BONO ENZA
La scomposizione della forma nella sintesi cromatica dell’immagine
Bono Enza ha tenuto a Sesto San Giovanni nella Sala Consiliare del Centro Civico dal 28 febbraio al 14 marzo 1999 una riuscita mostra, elogiata da tutti i giornali della città e del circondario per la serietà professionale dimostrata, l’ impegno tecnico e la magistrale bravura.
In precedenza aveva tenuto un’altra “ personale “ alla Galleria Mauri di Mariano Comense dall’ 11 al 25 ottobre 1998.
Perché piacciono le sue opere?
L’artista, pur affondando la sua ricerca nella preziosità delle cinque avanguardie storiche è riuscita a trarre un indirizzo estetico proprio,scomponendo i piani della sintesi cromatica dell’immagine, risolvendo la pluridimensionalità della scomposizione.

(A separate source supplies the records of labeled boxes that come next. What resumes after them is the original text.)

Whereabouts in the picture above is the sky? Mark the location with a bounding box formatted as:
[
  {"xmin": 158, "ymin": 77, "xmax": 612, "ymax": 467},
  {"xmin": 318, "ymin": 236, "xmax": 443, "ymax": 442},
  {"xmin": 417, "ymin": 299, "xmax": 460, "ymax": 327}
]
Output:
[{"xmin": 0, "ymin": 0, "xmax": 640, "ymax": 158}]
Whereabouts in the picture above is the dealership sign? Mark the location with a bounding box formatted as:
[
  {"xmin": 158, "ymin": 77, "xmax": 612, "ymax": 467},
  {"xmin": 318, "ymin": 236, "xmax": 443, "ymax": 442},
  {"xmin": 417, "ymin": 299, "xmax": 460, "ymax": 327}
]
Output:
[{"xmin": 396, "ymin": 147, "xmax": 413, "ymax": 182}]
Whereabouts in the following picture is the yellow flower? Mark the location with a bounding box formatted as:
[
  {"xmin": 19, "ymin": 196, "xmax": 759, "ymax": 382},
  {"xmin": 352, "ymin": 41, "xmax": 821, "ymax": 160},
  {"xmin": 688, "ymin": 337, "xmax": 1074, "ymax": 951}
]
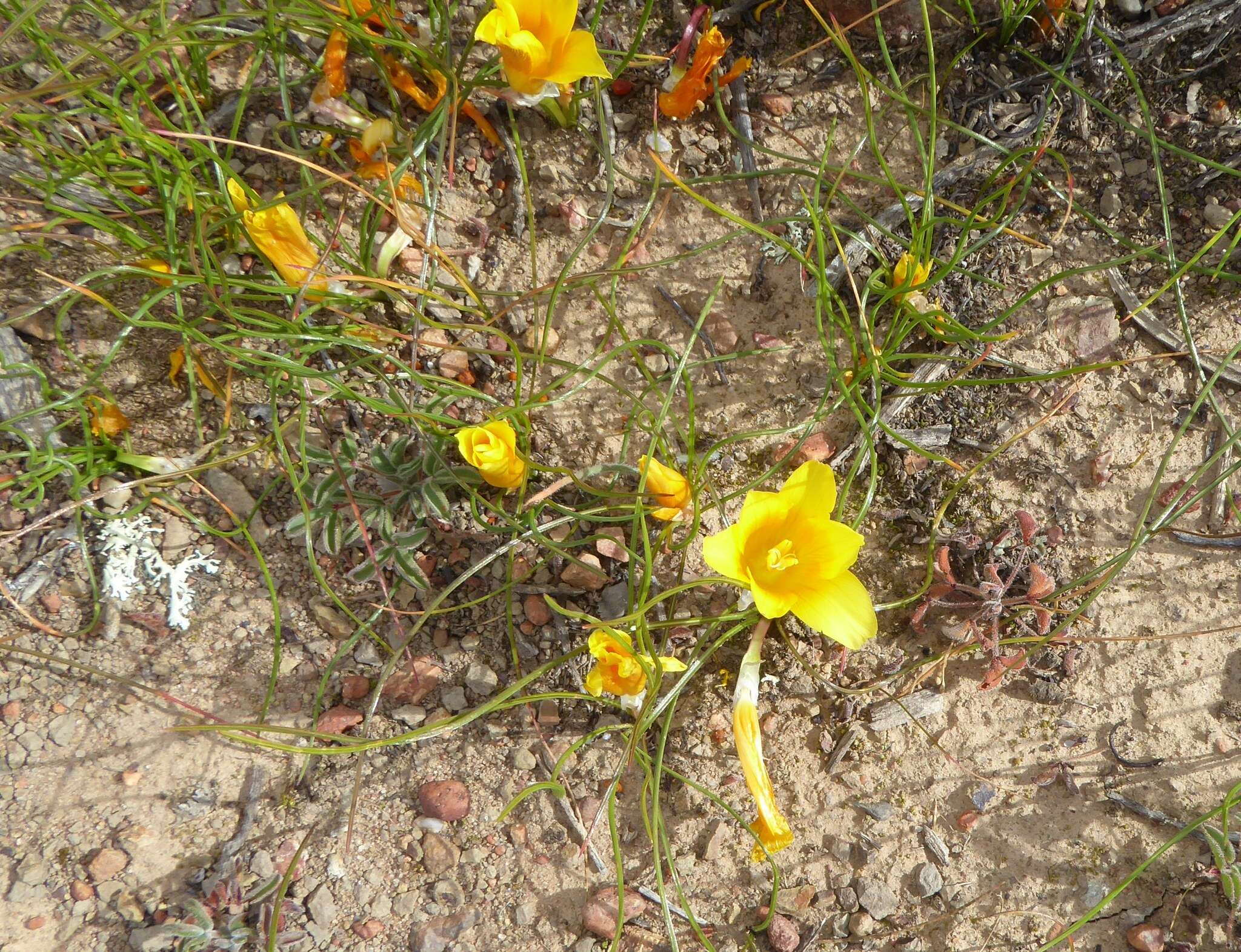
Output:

In effetti riesce a piegare i volumi nella plastica evidenza della forma, ottenendo un linguaggio post- cubista affascinante, brioso e surnaturale che si avvale d’una continua compenetrazione delle opere. Trovano pratica attuazione linee ellissoidali, tagli dello spazio, asseblages e collages di vario materiale, intersecazioni di diagonali e verticali, in una continua esaltazione cinematica dell’oggetto, della veduta o del paesaggio, nei quale risulta un brillane e vivo cromatismo funzionale.
Talvolta ama frammentare il quadro per poi ricostruirlo con un passepartout nero per centrare l’effetto dinamico della visione.
Gioca spesso un’articolazione architettonica della città e dei borghi, come avveniva nel Trecento, per conferire alle torri, alle case aggrappate le une alle altre, una certa vetustà e la pàtina del tempo, in modo da donare liricità all’assunto.
Quando la pittrice squadra le immagini e le ricostruisce, conferisce alle vedute eccentriche un ritmo impalpabile delle linee verticali ed orizzontali – razionali, che si accordano perfettamente con la linea curva delle cupole irrazionali, fruendo d’una maestà edilizia del palazzo, del monumento o del tempio antico.
In certe opere s’avvicina alla famosa ed enigmatica Section d’Or di Gino Severini, per celebrare il mistero delle cattedrali e la ricerca aurea della forma.
C’è sempre nella sua opera una libertà espressiva singolare ed eccitante per il colore vivo e drammatico che si nobilità a mano a mano come un manoscritto vetusto miniato.